Thursday, February 12, 2009

Disassembling a Crosman Model 130 Pistol Part 2

Continuing the disassembly...

The piston head does not seem to be original? I'd love some opinions on that as it should have a pump cup, not an o-ring?

Loosening the lock nut.

The pump head taken apart.

Some time ago I had replaced the worn transfer tube seal with some poly tube.

The cocking knob. It's scarred up already from being disassembled previously by the first owner.

I gently gripped it with some ignition pliers and unscrewed it. If it were in better shape I'd have used some copper or aluminum sheet to protect it from the plier jaws. I'm going to refinish the knob.

Once removed.

The knob also locks the stem into the hammer.

The valve is pushed out the front of the tube.

Not the same valve as shown in the Crosman drawings, rather than a cap, a pin. That staked washer retains one of two o-rings that seal the pin. I will not be removing that washer.

The body unscrews.

The intake valve.

Spring.

I pushed (not punched!) the pin out.

The valve pin.

There was a washer retaining an o-ring inside the valve. Now to clean it up, replace the o-rings and reassemble...

2 comments:

Anonymous said...

Know its been a while since you posted this-thanks BTW, VERY helpful. To your earlier question: "The piston head does not seem to be original? I'd love some opinions on that as it should have a pump cup, not an o-ring?"
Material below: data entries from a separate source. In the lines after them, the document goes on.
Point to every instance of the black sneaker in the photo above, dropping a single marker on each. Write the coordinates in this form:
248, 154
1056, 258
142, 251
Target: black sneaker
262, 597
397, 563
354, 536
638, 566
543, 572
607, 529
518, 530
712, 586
Correct. It is a pump cup. Disassembling my father's 130 from 1954. All original and has a pump cup.

Anonymous said...

Just some helpful resource hints if anyone is looking to work on their own Crosman 130s.

It looks like this is a Crosman 130 first variant which has a "knock open" valve and external cocking knob. The diagram for the 130 on the Crosman site is for the second variant which is "self cocking" with a "blow open" valve and no cocking pin or knob.

It also appears that the valve in the first variant 130 is the same valve used in the Crosman 105/106; however, a different hammer and cocking mechanism is used for the Crosman 130.

Finally, the O ring piston appears to be the original piston. However, if the gun was factory serviced, the O ring piston might have been replaced for a cup piston. That might explain why some Crosman 130s have O ring pistons and some have cup pistons.